Auf der Strasse sehe ich den Zeugwart. Er ist vollkommen eingesaut. Und weil wir uns mögen, fährt er kurz in den Waldweg rein um hallo zu sagen. Jetzt kann ich auch von Nahem sehen, dass er wirklich über und über komplett eingesaut ist und weder Hose, noch Schuhe oder Jacke wahrscheinlich jemals wieder sauber werden. Der Motivator und er haben ganz offensichtlich eine Spritztour gemacht und dabei genügend Schlammspritzer abgekriegt. Auftrag erfüllt anscheinend

Ich laufe noch ein bisschen weiter und drehe dann um. Auch heute gilt ja noch die Arztansage, dass ich maximal 30 Minuten am Stück unterwegs sein soll. Die Pause war lange, so dass die zeitliche Begrenzung sicherlich absolut Sinn macht. Überhaupt habe ich das Gefühl, dass die Ärzte mir in der letzten Zeit viele sinnvolle Tipps gegeben haben

Im Wald mache ich noch mal kurz halt. Nicht weil ich muss, sondern weil ich möchte. Ich mache ein Bild von mir. Von der verletzten Seite, die noch vor Wochen wirklich unansehnlich war.

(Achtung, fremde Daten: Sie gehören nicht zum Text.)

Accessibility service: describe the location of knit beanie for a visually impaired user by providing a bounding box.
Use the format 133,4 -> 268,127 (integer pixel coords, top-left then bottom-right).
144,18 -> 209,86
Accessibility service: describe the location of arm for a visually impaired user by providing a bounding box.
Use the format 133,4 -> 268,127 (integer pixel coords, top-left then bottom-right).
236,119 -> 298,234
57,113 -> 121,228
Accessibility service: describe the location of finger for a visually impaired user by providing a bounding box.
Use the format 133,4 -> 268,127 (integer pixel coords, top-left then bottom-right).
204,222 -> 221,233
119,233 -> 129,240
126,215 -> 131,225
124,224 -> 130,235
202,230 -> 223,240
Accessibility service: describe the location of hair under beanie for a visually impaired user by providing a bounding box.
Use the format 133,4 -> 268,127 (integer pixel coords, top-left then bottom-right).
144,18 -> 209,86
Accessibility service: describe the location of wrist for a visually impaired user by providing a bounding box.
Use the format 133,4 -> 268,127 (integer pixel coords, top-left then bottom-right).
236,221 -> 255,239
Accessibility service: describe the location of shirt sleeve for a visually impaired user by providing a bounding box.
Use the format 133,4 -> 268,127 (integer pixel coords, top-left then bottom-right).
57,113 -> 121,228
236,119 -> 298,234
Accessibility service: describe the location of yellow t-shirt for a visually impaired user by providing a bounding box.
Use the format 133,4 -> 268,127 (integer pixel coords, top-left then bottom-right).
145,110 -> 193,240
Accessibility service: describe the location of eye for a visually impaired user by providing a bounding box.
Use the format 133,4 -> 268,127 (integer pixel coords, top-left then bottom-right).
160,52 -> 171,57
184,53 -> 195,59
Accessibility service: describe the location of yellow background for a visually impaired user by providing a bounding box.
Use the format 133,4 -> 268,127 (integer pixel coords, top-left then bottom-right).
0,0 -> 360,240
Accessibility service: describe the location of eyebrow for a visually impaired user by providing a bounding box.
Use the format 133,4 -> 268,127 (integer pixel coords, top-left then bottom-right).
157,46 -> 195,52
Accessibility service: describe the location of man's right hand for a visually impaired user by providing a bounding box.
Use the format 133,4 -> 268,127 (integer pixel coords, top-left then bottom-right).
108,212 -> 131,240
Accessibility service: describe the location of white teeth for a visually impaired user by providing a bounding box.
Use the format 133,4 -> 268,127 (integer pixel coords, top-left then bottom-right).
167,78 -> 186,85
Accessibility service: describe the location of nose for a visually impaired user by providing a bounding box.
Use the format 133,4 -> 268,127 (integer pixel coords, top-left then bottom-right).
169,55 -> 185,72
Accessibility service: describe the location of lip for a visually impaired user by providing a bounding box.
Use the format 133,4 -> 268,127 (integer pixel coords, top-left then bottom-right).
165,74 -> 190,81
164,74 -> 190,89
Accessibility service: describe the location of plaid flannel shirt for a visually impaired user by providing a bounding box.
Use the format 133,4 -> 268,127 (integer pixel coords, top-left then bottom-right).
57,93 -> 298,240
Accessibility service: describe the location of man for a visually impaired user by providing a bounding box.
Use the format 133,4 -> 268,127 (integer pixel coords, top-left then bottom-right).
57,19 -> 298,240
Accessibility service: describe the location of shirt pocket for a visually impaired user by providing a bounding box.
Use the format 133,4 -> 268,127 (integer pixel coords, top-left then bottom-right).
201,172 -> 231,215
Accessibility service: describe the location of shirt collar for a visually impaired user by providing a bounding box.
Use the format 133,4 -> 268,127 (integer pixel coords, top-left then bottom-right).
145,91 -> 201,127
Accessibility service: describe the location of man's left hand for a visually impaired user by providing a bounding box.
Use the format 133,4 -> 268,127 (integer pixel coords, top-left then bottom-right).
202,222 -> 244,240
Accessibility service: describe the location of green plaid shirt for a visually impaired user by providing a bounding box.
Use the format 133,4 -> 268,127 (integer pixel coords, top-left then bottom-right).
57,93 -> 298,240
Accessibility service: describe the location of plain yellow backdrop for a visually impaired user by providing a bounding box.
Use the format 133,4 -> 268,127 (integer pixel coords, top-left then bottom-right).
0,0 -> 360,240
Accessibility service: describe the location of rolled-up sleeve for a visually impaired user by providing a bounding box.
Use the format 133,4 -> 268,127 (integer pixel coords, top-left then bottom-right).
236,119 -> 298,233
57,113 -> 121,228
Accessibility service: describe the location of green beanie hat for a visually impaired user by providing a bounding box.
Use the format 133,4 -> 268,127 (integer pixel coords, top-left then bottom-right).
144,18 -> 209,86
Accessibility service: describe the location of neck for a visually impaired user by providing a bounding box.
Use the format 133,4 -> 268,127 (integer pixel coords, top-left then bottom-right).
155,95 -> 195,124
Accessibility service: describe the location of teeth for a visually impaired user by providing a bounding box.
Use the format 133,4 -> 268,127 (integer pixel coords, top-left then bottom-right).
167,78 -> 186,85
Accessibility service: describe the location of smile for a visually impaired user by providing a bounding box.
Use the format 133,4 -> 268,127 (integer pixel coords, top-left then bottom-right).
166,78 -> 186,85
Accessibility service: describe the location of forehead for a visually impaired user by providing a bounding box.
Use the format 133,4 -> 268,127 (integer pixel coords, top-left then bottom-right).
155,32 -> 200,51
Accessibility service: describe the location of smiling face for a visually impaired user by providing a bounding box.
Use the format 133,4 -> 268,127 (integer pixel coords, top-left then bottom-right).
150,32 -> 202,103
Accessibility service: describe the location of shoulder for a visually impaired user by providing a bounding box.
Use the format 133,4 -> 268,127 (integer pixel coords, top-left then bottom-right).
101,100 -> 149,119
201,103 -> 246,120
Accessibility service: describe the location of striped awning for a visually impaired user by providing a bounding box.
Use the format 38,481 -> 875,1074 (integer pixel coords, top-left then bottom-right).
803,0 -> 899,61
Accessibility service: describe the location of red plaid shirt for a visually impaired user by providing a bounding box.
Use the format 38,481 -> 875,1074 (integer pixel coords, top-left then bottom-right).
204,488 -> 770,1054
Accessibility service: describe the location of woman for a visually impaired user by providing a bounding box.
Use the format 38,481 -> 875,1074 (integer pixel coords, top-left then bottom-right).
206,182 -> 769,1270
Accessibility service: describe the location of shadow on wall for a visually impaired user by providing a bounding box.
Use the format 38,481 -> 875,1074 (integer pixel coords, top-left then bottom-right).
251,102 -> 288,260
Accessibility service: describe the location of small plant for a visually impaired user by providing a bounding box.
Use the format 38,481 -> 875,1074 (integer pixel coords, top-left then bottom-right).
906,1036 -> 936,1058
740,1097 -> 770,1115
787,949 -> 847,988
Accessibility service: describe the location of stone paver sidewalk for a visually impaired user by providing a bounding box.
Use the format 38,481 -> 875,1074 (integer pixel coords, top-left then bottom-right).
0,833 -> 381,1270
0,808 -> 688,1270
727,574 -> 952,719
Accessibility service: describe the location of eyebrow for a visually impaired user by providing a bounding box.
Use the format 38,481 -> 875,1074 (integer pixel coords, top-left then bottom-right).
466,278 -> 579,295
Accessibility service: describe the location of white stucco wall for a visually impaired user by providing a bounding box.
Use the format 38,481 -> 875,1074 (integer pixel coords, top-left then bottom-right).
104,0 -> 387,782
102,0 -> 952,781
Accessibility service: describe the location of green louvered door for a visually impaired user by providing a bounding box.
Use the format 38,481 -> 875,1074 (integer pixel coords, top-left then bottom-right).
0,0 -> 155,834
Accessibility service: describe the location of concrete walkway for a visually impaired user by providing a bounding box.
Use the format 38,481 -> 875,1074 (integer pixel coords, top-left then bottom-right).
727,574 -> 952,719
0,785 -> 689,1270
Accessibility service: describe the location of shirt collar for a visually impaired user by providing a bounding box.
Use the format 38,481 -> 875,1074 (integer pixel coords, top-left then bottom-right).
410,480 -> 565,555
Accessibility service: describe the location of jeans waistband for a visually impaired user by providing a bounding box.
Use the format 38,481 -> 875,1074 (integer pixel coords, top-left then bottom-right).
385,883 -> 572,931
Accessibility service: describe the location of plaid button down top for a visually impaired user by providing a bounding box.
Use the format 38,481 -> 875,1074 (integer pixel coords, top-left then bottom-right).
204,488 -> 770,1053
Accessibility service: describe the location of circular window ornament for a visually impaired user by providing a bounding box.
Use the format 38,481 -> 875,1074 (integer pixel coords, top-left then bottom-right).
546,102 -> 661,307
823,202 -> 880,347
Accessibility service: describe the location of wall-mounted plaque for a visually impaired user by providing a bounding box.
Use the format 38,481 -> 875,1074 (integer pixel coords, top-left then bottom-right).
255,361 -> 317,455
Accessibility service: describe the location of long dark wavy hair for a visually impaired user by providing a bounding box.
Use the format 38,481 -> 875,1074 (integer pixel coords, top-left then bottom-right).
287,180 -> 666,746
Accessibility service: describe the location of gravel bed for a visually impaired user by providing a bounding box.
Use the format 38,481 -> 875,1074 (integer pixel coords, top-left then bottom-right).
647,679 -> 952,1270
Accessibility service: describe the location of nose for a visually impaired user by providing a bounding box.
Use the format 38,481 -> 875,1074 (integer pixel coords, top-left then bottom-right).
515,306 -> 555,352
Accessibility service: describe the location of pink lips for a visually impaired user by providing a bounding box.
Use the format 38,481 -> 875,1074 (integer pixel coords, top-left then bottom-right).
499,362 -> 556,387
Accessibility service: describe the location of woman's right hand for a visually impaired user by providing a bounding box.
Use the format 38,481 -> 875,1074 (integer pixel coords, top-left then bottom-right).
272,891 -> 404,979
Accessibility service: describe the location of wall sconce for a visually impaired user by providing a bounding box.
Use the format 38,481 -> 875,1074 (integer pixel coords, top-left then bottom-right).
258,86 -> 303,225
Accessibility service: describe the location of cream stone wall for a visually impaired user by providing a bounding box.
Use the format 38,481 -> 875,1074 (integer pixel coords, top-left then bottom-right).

Das blaue Auge ist abgeschwollen, nicht mehr blau und auch nicht mehr blutunterlaufen. Die Abschürfung unter dem Auge heilt gut und auch am Kinn kann man kaum mehr einen Unterschied zur normalen Haut erkennen. Die Narbe zwischen Nase und Lippe ist für mich deutlich sicht- und fühlbar, auf dem Bild sieht man nur einen feinen Strich. Irre. Würde ich es nicht erwähnen, würde es nicht auffallen, soviel ist sicher. Die Zähne sind ja provisorisch hergestellt, so dass ich auch hier, wenn ich das Foto betrachte, keinen Unterschied zu meinem „vor dem Unfall-Gebiss“ feststellen kann. Die Zähne fühlen sich zwar anders an und ich kann sie auch noch nicht so 100% benutzen, aber der Antlitz ist auf jeden Fall dem Früher so ähnlich, dass mich die Leute sogar teilweise fragen, was beim Unfall überhaupt passiert ist. Man sieht ja gar nichts mehr.

 
Erstaunlich, dass es für viele nur wichtig ist, ob man noch was sieht. So als wäre ein Unfall nur schlimm gewesen, wenn er sichtbare Folgen hinterlässt.

Ich hoffe übrigens, dass Michael Schumacher ohne schlimme Folgen ebenfalls bald wieder der „Alte“ sein kann. Sein Unfall geht mir irgendwie nah, obwohl ich kein wirklicher Fan bin. Ich mache mir nur Gedanken, was bei meinen 20km/h hätte passieren können, wenn nicht der Asphalt, sondern ein Stein beim Aufprall auf den Helm getroffen wäre. Oder doch ein Baum.

Beim Umziehen betrachtet der Zeugwart das verletzte Knie und wir stellen beide fest, dass es doch noch ordentlich dick und ziemlich blau rundum ist. Deshalb kann ich mich auch noch nicht wieder drauf knien. Es braucht einfach noch mehr Zeit.